The Treaty of Lisbon offers better protection for services of general interest in the European Union (EU). In particular, it specifies the nature of these services and the principles connected to them.

In addition, the Treaty of Lisbon creates a new legal basis specific to services of general economic interest. The objective is to provide a legal framework for these services at European level.


Services of general interest bring together market and non-market services which are subject to certain public service obligations, due in particular to the general interest they serve.

Services of general economic interest (SGEI) constitute a sub-category and bring together mainly market services. These services are also subject to public service obligations and as such may derogate from certain European rules, particularly in the area of competition. These services include services in the energy, transport and telecommunications sectors.

Article 106 of the Treaty on the Functioning of the EU specifies that undertakings entrusted with the operation of SGEI are subject to European law only in so far as these rules do not obstruct the particular tasks which they must carry out.


Recognising services of general interest in the EU is complex as the means of managing these services vary widely depending on the traditions of the Member States. For a long time the EU considered SGEI solely from the perspective of competition law, for example by recognising that the implementation of SGEI could derogate from the rules of free competition.

However, the Treaty of Lisbon breaks new ground by adding a protocol on services of general interest to the founding Treaties. This protocol, which has the same legal value as the Treaties, specifies the protection to be afforded to SGEI at European level.
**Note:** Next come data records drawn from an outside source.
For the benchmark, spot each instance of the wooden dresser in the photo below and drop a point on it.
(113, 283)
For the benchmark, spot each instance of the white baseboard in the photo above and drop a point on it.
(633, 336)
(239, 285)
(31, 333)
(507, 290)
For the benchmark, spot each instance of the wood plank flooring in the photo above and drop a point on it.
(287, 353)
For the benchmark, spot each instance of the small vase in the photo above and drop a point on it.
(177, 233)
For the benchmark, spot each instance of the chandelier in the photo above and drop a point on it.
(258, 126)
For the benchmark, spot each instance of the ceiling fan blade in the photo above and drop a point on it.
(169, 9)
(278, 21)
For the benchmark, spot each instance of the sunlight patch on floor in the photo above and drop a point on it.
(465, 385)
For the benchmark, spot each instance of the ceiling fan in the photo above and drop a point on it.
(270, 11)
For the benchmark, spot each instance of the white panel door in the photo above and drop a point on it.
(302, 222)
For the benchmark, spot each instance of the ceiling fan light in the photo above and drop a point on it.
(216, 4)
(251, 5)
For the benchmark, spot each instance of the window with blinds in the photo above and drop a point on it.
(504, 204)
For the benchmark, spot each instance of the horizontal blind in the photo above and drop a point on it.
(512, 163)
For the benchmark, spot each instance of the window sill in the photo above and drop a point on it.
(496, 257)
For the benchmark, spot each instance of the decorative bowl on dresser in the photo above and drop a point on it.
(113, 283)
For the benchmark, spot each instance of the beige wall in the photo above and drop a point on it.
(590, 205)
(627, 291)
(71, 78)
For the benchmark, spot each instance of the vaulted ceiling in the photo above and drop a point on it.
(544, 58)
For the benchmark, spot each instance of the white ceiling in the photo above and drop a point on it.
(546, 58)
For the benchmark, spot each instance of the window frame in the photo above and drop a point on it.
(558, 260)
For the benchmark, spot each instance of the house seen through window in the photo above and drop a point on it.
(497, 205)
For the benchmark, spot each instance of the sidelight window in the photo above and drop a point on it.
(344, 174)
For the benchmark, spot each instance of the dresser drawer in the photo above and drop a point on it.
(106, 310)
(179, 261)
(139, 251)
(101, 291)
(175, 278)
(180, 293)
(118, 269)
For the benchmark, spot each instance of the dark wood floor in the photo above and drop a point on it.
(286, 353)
It recognises:

  • the role and discretionary powers of the national authorities in operating SGEI;
  • the diversity of SGEI, due in particular to the geographical areas and different cultures;
  • the high level of quality, and the equal treatment of users and universal access to SGEI.


The Treaty of Lisbon introduces another innovation. It creates a new legal basis which enables the European institutions to adopt regulations concerning the operation of SGEI. Article 14 of the Treaty on the Functioning of the EU specifies that the Council and the Parliament may establish certain principles and conditions relating to the commissioning and financing of SGEI.

This legal basis should therefore enable the EU to reconcile the general interest in the best possible way with compliance with the rules on competition in the operation of SGEI. However, the Treaty on European Union specifies that EU intervention shall not affect the competency of Member States. The latter are therefore free to define and organise the SGEI which they provide to their citizens.

This summary is for information only. It is not designed to interpret or replace the reference document, which remains the only binding legal text.